Поезд тащился теперь со скоростью пешехода, и она отвернулась к окошку, за которым вереницей двигались грузовики с солдатами. Il faut en finir. Nous gagnerons parce que nous sommes les plus fort. Крутые ребята, эти французы. Позапрошлым вечером в Каннах один американец вспоминал, как в последнюю войну были расстреляны взбунтовавшиеся французские полки. «Жаль, что нет у них теперь командиров, равных старине Петену, чтобы возглавить борьбу», – сказал он.

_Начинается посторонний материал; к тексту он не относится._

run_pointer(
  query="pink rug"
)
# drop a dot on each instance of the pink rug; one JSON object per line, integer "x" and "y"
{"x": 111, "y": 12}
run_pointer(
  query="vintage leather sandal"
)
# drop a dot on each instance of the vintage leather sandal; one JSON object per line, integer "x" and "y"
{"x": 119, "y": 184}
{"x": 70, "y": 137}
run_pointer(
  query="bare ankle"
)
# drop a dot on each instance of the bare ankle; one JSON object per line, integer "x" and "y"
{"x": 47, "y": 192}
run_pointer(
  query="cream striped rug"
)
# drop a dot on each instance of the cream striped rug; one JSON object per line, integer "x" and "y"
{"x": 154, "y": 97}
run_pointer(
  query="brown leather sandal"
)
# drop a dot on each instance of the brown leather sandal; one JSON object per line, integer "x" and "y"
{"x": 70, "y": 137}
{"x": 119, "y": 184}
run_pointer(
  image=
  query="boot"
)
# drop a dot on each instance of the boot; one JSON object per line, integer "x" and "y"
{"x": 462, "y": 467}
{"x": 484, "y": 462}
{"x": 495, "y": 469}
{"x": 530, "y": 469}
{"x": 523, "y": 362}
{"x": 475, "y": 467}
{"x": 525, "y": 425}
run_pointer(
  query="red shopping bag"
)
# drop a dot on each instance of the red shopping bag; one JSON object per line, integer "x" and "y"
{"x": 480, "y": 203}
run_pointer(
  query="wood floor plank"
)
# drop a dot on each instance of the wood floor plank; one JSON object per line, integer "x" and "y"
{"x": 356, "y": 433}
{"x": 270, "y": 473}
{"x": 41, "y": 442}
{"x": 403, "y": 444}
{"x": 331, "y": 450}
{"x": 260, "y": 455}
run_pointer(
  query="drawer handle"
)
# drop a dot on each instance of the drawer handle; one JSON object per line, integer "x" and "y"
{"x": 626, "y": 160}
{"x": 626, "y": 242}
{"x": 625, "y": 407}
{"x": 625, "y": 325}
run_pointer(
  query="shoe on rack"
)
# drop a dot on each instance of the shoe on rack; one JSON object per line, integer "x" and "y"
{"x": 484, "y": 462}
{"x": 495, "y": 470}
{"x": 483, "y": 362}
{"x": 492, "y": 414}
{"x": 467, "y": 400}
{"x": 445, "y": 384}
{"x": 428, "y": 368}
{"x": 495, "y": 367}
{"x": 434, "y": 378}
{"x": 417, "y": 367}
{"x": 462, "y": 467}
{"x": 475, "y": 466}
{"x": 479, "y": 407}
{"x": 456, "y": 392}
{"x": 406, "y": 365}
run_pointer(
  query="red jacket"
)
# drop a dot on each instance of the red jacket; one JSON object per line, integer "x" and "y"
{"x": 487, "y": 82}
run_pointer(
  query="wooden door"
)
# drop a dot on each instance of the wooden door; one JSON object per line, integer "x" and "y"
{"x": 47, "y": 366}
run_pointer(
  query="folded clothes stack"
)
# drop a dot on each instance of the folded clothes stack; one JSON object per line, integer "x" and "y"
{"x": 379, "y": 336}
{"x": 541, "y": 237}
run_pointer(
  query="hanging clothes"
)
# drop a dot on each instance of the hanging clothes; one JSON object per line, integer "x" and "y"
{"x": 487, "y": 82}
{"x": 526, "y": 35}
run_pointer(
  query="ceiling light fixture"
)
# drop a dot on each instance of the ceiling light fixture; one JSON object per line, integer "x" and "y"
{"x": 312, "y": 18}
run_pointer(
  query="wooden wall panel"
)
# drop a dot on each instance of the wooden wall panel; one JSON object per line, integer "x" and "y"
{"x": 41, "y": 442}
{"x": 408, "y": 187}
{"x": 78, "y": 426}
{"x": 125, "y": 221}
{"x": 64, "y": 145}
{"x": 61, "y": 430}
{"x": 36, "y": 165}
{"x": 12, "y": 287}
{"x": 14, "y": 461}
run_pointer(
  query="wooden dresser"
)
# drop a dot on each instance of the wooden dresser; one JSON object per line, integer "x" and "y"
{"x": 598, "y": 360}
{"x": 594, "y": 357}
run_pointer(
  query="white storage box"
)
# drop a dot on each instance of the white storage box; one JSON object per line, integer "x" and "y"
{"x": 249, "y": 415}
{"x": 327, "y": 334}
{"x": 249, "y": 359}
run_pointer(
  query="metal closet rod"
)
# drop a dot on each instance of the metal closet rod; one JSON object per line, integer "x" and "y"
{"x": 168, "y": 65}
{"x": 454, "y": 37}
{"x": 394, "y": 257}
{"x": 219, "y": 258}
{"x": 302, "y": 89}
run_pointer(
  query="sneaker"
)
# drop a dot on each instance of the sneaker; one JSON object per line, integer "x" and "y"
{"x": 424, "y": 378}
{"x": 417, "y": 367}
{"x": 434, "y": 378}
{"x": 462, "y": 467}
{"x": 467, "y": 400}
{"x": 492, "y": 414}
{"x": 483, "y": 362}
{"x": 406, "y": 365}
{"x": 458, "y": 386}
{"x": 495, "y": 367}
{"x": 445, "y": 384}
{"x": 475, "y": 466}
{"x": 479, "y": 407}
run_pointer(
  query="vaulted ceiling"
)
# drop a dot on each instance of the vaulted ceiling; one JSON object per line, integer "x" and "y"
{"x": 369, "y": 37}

Вилла в Каннах теперь заперта, ключ Анджела отдала садовнику. Может быть, вернуться туда ей уже не суждено. В этом году вилла вспоминалась лишь как место, где она так долго и тщетно ждала Бэзила. Он прислал телеграмму: «Международная обстановка исключает увеселительные вояжи». Она послала ему денег на дорогу. Ответа не последовало. Садовник найдет, что делать с овощами. Крутые ребята… И почему считается хорошо быть крутым, недоумевала Анджела. Сама она яйца вкрутую терпеть не могла, как не терпела и эти детские пикники с ними; сварены вкрутую, переварены, перехвалены за варку; признаваясь в любви к Франции, обычно подразумевают еду; древние самые сокровенные человеческие чувства помещали в кишки. Она была свидетельницей тому, как радовался один коммивояжер приближению их судна к Дувру и английской еде: «С души воротит от этой французской мешанины!» Обычное критическое высказывание, думала Анджела, применяемое многими и к французской культуре последних двух столетий: «мешанина», несвежие затхлые кусочки продуктов, вывезенных из Испании, Америки, России, Германии, под соусом на белом вине из Алжира. Франция погибла вместе с падением монархии. Сейчас там поесть как следует можно разве что в провинции. И опять все сводится к еде. «Что вас гложет?» Бэзил божился, что однажды в Африке ел местную девушку. А теперь вот уже семь лет, как он пожирает ее, Анджелу… Как лиса, пожиравшая того спартанского мальчишку… Спартанцы в Фермопилах перед боем расчесывали волосы.
Никогда Анджела не могла этого понять… Вот Алкивиад, тот, наоборот, остригся, чтобы выглядеть поблагообразнее… Что для спартанцев вообще означали волосы? Бэзилу перед армией придется постричься. Афинянин Бэзил за общим спартанским столом с выбритым затылком вместо темных волос, небрежно ниспадающих на воротник. Бэзил в Фермопильском ущелье…
Вернулась болтавшая с кондуктором служанка Анджелы.
Он говорит, что спальные вагоны, по его мнению, в Дижоне отцепят. Нам придется пересесть в сидячий. Ну не свинство ли это, мадам, если уплачено за спальный!